Iran and Turkey are facing consequences from a high-profile sanctions-busting case, as a Turkish-Iranian gold trader cooperates with US prosecutors.

Reza Zarrab, who is being held by the authorities at an undisclosed location, pled guilty on October 26 in a New York City court to all seven counts of an indictment, including conspiracy to violate US sanctions against Iran. He began his testimony on Wednesday in the trial of a Turkish banker, Mehmet Hakan Atilla, charged with participation in a billion-dollar scheme to smuggle gold for oil.
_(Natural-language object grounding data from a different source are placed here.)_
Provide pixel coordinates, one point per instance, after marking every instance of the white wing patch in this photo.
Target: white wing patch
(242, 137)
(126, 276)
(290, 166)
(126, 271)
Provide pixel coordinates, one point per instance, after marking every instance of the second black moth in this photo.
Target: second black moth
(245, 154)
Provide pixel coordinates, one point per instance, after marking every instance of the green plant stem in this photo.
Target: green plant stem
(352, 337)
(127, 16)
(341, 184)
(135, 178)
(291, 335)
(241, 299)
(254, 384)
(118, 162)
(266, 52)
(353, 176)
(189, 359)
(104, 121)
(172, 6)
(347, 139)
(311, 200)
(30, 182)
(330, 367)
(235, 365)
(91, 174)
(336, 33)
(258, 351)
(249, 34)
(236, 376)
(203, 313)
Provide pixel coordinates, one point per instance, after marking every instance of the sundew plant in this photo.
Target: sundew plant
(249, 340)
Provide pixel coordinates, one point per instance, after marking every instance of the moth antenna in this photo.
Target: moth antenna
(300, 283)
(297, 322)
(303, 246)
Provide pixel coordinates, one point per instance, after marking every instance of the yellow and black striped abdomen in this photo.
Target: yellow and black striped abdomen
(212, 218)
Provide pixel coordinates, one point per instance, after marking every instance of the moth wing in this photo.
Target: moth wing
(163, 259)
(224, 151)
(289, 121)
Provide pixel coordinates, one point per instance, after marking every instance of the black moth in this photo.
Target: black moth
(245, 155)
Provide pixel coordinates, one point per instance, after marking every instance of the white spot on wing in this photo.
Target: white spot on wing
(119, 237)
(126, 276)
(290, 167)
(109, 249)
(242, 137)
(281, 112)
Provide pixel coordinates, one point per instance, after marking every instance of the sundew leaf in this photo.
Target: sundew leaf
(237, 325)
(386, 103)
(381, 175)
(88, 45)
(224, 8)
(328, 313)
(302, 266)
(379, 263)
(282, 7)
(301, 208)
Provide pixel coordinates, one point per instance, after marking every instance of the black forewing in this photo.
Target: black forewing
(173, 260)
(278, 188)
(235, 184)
Seven other defendants are being tried in absentia, including Turkey’s former Economy Minister Zafer Çağlayan and Suleyman Aslan, a former general manager of the Turkish state-owned Halkbank.

Zarrab said yesterday that he bribed one of the defendants, , 45 million Euros ($53.3 million) to set up a banking mechanism at Halkbank for the gold-oil transfer.
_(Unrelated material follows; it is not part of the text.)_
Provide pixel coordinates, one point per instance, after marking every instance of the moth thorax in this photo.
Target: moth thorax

For weeks, the Turkish government of President Recep Tayyip Erdoğan, through statements and media outlets, has condemned the US treatment of Zarrab. Erdoğan raised the call in a telephone call with Donald Trump in September, and he portrayed the prosecution as a continuation of a 2016 coup attempt: “When that plot failed, they set up the same plot in the US.”

Prosecutor David Denton said in his opening statement on Tuesday that Turkish police had uncovered the bribery scheme in 2013, arresting Zarrab, Aslan, and others, but bribes “bought a cover-up” and Turkish officials purged police and prosecutors who had run the case, sending many of them to prison:

The same corrupt high-ranking Turkish officials instructed Zarrab to put up even more bribe money for the judges, millions and millions in bribes, so that everything could be made to go away.
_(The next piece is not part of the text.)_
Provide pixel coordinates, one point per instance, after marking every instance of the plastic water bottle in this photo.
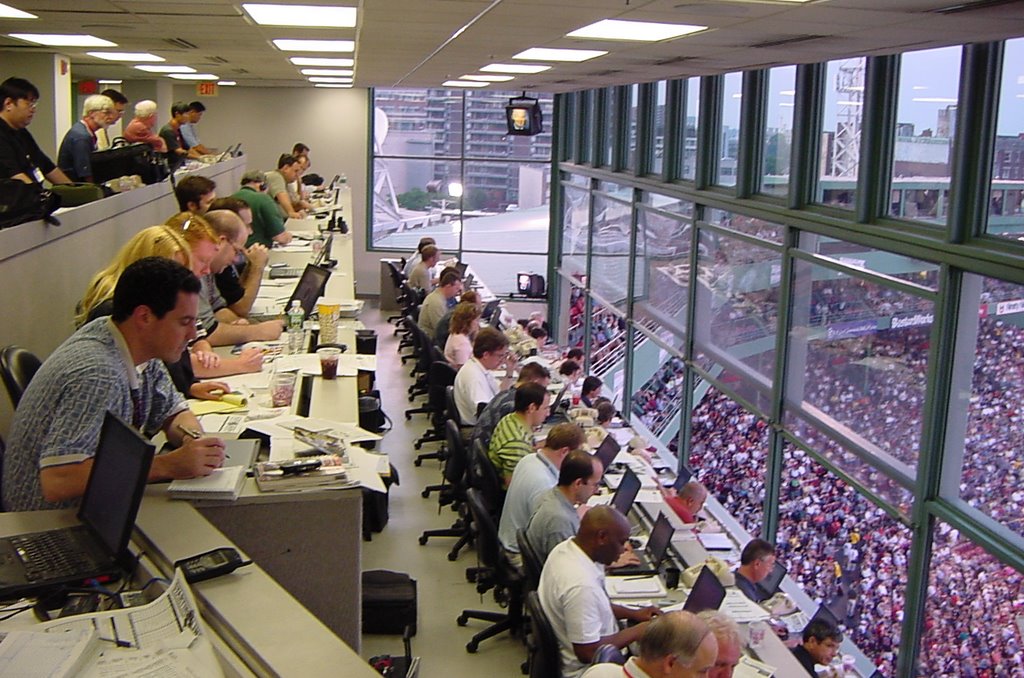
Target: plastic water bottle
(296, 335)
Zarrab paid the money, co-conspirators got out of jail, and the case the Turkish police had developed was dismissed.

The FBI’s counterintelligence division ran its own investigation, leading to the US arrests of Zarrab and the seven other defendants.

On Tuesday, Turkish authorities responded by issuing an arrest warrant for a former opposition legislator, Aykan Erdemir, who is now with the Washington-based Foundation for Defense of Democracies. He was accused of supplying fake evidence to US agencies.